The number of people working at the Army lab grew from about 300 when he started to nearly 800 when he left.
“The culture, and the climate of course, change as you deal with more people and getting them to realize the importance of safety,” Hawley said. “That was a constant challenge.”
One way to address that is through “proper and frequent” risk communication, he said.
NBACC has about 180 employees, according to its director, Dr. Pat Fitch.
“We’re in this perpetual loop of lessons learned,” Fitch said.
At the Department of Homeland Security lab, the director said they often run through hypothetical situations in addition to required training to review their safety procedures.
One of those situations was a June 2014 incident at the Centers for Disease Control and Prevention in Atlanta, where 41 people were tagged “potentially at risk” for exposure to anthrax after a lab incident.
According to the CDC’s after-action report, none of those people became ill due to an anthrax exposure.

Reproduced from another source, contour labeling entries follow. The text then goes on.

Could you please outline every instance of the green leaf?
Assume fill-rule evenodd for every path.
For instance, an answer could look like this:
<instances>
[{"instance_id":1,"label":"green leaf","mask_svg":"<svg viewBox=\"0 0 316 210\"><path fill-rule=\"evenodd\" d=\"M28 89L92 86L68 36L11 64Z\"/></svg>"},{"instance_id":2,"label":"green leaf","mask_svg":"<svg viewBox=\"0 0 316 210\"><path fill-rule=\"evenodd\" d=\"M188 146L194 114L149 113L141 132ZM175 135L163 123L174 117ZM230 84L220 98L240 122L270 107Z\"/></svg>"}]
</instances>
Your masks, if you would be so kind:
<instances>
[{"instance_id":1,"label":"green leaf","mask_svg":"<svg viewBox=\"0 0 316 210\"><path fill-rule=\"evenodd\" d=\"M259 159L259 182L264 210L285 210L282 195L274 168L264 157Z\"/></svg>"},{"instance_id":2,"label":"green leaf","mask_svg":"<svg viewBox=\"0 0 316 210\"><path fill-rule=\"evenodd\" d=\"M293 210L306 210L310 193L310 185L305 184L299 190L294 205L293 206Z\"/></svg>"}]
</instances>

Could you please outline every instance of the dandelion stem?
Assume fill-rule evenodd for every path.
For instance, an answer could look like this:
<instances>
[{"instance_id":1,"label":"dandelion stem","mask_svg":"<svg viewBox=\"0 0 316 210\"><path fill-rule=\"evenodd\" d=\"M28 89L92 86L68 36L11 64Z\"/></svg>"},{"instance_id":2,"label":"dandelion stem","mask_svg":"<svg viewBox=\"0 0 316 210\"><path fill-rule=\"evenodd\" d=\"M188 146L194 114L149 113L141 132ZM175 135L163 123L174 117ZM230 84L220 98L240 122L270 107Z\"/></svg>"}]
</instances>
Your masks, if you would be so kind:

When the report came out in July 2014, Fitch said he sat down with NBACC leadership and ran through a drill based on the CDC incident.
“It didn’t happen here, thank goodness, but let’s pretend for a second it did,” he said. “What’s a list of things we would be doing right now?”
Fitch said NBACC ensured personnel were adequately trained, had up-to-date training and had the opportunity to provide feedback on safety policies.
Despite the precautions, simple human error can still lead to mistakes in the lab.
At USAMRIID in May 2014, a research technician dropped a bottle of acetic acid while putting it away in storage and was exposed to the fumes for five minutes. A coworker who was in the lab at the time also reported that the bottle broke and had no contact with the chemical.
A third employee was cleaning up the spill when some of the fumes got under their respirator hood, resulting in mildly irritated eyes.
Acetic acid is the main component in vinegar and is not considered a biological select agent or toxin.
“This was an accident,” a supervisor wrote on the May 2 occupational hazard report. “No fault of personal methods or procedure.”